Bianco e Nero n.600: “Cinema e medioevo”

di Gianmarco Cilento.

E’ in libreria dal 5 luglio il seicentesimo numero di Bianco e Nero, quadrimestrale edito dal Centro Sperimentale di Cinematografia con le Edizioni Sabinae. Il tema di questa nuova avventura della rivista è dedicato ai rapporti tra la storia medioevale e il cinema, ma non solo. Il volume, attraverso una serie assortita di saggi, spazia anche su quegli universi letterari (come i libri di J.R.R. Tolkien ad esempio) che, in un modo o nell’altro, possono essere letti come metonimia del medioevo.

Curato da Davide Iacono, Riccardo Facchini e soprattutto da Franco Cardini (uno dei più autorevoli storici del medioevo del nostro paese), il numero è anche, stando alle parole di Felice Laudadio, il viaggio in un “fascinoso passato tra storia e cinema”. L’idea del volume è tutta del prof. Cardini, voce arguta e di grande valenza sociopolitica. Forte della sua esperienza da membro del CdA di Cinecittà Holding tra il 1996 e il 2002, Cardini si pone come un profondo conoscitore della cultura medioevale all’interno di un discorso validamente cinematografico, tutt’altro che retorico o parziale.

I temi sono tanti: dal cinema religioso ai “decamerotici” trash dei primi anni ’70, epigoni de Il Decameron di Pasolini ricostruiti con molta cura da Marcello Garofalo, da Re Artù al cinema ambientato ai tempi delle crociate (anche qui molto esaustiva l’analisi di Antonio Musarra), per passare alla monumentale Giovanna d’Arco dreyeriana. Il volume spazia anche, logicamente, su film che raccontano il medioevo in forme dissacranti, comiche, eversive, apparentemente sacrileghe. Da Monty Python e il Sacro Graal, a Dagobert di Dino Risi, fino a Bill & Ted’s Excellent Adventure l’elenco sarebbe lungo.

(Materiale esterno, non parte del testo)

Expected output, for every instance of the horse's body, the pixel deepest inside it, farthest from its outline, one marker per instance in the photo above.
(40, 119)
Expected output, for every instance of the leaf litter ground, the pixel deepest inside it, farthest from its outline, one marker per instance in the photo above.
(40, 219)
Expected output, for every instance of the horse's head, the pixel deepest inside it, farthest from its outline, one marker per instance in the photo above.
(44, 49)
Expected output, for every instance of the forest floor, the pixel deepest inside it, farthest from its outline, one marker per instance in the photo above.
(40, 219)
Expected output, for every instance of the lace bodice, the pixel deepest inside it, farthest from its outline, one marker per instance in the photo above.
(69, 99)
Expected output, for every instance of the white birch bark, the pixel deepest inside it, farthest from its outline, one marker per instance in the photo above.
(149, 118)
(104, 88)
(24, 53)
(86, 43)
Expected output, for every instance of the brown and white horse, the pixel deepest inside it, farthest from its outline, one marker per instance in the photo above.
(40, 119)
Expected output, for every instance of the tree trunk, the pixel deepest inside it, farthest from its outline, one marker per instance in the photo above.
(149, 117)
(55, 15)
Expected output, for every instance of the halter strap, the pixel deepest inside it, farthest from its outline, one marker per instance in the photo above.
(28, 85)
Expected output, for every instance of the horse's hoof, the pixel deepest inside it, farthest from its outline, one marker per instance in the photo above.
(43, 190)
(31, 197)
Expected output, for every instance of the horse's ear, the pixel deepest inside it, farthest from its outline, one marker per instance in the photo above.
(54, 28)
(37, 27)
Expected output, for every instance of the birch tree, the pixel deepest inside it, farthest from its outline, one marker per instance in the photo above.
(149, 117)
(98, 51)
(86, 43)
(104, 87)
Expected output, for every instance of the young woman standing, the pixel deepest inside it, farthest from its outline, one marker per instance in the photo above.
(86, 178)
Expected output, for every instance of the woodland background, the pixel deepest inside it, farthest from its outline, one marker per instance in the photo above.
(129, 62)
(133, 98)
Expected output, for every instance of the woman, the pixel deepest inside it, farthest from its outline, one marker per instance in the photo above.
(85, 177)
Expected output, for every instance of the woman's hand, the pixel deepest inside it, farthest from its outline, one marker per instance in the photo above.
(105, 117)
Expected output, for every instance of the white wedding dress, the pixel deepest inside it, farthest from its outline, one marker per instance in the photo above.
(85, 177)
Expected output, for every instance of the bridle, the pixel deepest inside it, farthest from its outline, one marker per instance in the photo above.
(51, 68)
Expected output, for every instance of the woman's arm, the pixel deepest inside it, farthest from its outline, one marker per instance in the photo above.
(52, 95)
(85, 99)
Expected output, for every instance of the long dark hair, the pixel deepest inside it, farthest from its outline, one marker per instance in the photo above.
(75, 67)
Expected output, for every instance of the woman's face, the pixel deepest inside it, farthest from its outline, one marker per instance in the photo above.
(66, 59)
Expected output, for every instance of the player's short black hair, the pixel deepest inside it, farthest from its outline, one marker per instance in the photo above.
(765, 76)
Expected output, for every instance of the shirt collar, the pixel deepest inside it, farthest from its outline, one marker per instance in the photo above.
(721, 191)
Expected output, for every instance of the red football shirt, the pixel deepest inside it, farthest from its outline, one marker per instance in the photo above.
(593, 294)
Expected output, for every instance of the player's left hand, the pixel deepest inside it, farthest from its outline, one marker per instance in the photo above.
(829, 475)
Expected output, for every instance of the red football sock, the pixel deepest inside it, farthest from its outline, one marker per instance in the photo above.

Ma la parte più interessante, come al solito, è quella riservata alle interviste. Raccontano le riprese di film a tema medioevale lo scenografo Francesco Frigeri, il costumista Maurizio Millenotti, ma anche Pupi Avati, che nel 1993 ha diretto Magnificat, film ampiamente da rivalutare, quindi I cavalieri che fecero l’impresa (2001) e, ultimamente, un film su Dante e Boccaccio di prossima uscita. “Pur essendo un periodo estremamente violento della storia dell’uomo”, afferma Avati a proposito del medioevo, “la sacralità accompagnava tutto. E questo elemento mi riportava alla cultura contadina nella quale sono nato, perché da bambino, sfollato per i bombardamenti, ho passato alcuni anni in campagna con la mia famiglia e lì si è formata la mia idea del mondo. La cultura contadina rende possibile l’impossibile. Si basa molto sul fantastico”.

Nelle conclusioni Cardini osserva, “non tutta la storia è solo cinema, certo; né il cinema è solo storia. Ma della storia il cinema è da oltre un secolo un cliente privilegiato”. Parole che fanno capire quanto il cinema possa essere, storiograficamente parlando, uno strumento molto più universale di alcuni pretestuosi studi pseudo/accademici o, peggio ancora, tautologici.